A garden gnome with its right arm raised in a Nazi salute has sparked an investigation by prosecutors after it was displayed in an art gallery window in the German city of Nuremberg.

“The investigation is ongoing and people are being interviewed,” Wolfgang Träg a spokesman for the public prosecutors’ office.

Nazi symbolism has been outlawed in Germany since World War Two but Träg said investigators may establish that the gnome is ridiculing the Third Reich.

“It will also depend on what the artist and the owners of the gallery have to say for themselves about the whole thing,” he added.
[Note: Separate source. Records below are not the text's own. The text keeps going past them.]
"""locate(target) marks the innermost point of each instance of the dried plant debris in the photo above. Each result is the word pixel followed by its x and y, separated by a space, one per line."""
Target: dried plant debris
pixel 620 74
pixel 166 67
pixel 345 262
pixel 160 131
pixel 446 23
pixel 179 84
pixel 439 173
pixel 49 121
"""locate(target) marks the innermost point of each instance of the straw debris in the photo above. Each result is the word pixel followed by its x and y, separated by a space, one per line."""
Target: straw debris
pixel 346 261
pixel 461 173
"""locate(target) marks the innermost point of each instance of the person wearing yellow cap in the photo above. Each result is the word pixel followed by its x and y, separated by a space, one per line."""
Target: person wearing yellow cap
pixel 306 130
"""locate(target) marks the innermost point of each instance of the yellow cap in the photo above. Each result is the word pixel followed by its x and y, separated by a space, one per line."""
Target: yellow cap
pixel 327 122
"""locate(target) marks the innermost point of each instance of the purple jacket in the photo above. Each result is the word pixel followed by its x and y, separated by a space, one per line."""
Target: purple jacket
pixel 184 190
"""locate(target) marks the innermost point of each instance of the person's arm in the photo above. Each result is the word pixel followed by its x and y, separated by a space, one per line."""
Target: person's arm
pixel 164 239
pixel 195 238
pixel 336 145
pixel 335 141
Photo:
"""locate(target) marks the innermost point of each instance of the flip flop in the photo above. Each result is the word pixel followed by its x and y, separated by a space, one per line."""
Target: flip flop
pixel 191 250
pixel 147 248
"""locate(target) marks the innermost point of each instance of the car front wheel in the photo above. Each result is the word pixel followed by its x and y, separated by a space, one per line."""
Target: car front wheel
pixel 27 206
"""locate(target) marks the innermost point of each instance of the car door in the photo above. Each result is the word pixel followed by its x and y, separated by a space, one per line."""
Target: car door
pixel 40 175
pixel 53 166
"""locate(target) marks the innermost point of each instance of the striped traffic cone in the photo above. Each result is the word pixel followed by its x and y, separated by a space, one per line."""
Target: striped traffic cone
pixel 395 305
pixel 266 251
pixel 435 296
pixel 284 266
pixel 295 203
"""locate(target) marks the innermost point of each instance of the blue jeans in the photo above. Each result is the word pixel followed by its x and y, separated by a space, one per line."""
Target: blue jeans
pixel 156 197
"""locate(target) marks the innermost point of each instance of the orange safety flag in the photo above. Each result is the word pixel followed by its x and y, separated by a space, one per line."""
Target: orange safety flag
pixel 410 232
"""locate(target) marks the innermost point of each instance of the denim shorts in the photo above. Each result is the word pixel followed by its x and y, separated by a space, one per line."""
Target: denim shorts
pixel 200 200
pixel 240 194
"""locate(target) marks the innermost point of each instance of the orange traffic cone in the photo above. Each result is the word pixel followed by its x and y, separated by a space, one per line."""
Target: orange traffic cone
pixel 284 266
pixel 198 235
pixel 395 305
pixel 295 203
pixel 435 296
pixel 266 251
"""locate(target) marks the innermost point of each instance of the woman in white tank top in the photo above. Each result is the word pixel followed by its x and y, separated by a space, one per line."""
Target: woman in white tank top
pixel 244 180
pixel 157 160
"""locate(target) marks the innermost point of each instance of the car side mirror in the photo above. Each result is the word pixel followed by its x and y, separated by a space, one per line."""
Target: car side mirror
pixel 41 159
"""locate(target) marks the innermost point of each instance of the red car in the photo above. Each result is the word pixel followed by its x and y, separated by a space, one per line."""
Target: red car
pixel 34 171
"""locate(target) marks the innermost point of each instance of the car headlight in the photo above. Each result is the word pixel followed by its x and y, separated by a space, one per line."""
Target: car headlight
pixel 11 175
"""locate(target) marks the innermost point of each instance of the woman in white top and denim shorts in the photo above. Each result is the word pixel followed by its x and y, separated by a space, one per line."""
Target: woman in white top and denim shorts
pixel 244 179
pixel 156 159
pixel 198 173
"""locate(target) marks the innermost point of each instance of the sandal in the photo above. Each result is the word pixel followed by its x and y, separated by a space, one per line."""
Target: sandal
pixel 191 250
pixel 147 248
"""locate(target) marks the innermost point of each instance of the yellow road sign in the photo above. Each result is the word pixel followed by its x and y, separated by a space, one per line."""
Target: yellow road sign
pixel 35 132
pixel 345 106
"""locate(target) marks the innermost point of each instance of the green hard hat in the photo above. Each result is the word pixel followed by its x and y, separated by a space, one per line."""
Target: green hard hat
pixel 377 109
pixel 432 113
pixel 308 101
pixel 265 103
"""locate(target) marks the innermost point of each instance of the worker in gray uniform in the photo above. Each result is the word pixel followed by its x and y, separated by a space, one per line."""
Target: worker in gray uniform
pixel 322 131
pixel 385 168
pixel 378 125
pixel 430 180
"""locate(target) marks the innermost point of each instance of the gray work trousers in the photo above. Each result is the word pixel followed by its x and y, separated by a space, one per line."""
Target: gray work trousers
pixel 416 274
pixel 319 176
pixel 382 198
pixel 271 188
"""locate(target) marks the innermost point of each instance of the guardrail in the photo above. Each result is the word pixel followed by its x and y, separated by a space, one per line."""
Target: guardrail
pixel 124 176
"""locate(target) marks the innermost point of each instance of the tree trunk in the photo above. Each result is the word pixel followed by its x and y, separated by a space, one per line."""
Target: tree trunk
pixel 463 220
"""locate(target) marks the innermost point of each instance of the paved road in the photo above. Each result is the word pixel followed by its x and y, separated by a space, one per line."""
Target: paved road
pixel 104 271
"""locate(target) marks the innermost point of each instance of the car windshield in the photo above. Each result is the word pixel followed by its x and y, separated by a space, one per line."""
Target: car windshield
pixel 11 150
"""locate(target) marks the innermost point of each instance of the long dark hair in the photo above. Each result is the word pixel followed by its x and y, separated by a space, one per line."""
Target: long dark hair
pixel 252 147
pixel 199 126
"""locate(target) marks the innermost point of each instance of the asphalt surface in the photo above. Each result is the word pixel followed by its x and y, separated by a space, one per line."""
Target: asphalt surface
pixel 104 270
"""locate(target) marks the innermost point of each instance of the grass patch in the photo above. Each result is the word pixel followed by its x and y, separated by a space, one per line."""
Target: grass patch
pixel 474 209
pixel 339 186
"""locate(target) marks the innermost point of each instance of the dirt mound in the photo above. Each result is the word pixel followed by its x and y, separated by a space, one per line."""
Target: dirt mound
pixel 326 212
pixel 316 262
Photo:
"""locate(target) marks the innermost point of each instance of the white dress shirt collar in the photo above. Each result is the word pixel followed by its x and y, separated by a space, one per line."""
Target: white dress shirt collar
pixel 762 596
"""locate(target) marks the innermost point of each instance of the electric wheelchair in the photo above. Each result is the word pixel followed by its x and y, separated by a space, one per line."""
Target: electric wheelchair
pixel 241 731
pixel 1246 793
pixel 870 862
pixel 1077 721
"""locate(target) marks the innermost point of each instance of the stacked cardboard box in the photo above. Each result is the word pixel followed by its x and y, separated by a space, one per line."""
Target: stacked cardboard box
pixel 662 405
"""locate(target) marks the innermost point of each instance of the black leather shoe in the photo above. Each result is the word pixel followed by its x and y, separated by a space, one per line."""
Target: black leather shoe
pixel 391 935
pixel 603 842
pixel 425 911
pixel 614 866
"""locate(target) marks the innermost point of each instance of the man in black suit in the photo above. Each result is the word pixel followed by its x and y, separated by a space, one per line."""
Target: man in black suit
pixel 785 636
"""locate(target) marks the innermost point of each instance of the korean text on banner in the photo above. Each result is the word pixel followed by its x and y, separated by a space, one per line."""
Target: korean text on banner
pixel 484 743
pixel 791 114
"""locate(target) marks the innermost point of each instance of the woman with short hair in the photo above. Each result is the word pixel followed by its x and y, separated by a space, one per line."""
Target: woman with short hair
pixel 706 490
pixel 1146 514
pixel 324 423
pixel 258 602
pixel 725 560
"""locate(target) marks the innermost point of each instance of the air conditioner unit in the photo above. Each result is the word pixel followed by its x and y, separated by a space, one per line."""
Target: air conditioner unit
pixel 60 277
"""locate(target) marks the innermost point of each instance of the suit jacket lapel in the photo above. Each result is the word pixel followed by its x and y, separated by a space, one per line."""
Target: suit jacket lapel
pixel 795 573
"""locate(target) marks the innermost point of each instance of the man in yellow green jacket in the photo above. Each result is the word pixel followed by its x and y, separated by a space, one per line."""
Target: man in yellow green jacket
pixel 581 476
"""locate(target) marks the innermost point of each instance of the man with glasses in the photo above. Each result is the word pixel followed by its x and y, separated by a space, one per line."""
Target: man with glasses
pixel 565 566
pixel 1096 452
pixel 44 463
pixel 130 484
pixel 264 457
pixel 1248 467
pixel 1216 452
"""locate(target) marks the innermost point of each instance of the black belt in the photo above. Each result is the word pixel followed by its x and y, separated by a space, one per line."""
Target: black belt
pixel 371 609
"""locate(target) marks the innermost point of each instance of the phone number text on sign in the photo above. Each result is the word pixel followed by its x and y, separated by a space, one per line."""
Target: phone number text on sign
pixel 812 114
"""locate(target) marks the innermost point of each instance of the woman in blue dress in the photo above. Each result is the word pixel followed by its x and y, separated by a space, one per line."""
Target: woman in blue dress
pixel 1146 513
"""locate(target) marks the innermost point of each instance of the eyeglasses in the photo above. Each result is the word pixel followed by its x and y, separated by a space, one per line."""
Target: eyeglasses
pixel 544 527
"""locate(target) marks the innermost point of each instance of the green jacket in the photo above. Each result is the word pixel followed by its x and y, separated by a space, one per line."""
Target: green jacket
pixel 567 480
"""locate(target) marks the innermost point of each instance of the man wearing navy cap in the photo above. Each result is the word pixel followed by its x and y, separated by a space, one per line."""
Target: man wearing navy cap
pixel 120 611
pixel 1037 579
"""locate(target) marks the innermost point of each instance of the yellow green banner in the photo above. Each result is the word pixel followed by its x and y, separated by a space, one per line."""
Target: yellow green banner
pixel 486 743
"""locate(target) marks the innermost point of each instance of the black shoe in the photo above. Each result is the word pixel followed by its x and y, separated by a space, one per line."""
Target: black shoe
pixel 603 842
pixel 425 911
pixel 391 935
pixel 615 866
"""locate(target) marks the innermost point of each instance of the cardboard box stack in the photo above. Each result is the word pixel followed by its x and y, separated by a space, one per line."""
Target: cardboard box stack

Gallery owner Erwin Weigl, 67, said: “It is purely an artistic object.Every day the gnome attracts lots of interest from normal people.”

The artist, German-born Ottmar Hörl, 59, has designed numerous exhibitions and projects in public spaces including the large blue euro sculpture in front of the European Central Bank in Frankfurt.

“I was a bit surprised that this gnome has produced a reaction like this,” Hörl said. “Until now everyone has understood it.”

He first designed the Nazi-saluting gnome for an exhibition in Belgium against right-wing extremism.

“Portraying the German master race as garden gnomes was an ironic gesture.”

But a member of the Jewish community, 86-year-old Arno S. Hamburger, called it “utterly tasteless” and “harmful”.

“The joke stops here,” he said.

Nuremberg was the setting for huge Nazi showpiece rallies during the 1930s. After Germany’s defeat in 1945, Nuremberg was chosen for the trials that prosecuted the surviving Nazi leaders for crimes against humanity and supporters of the regime for war crimes.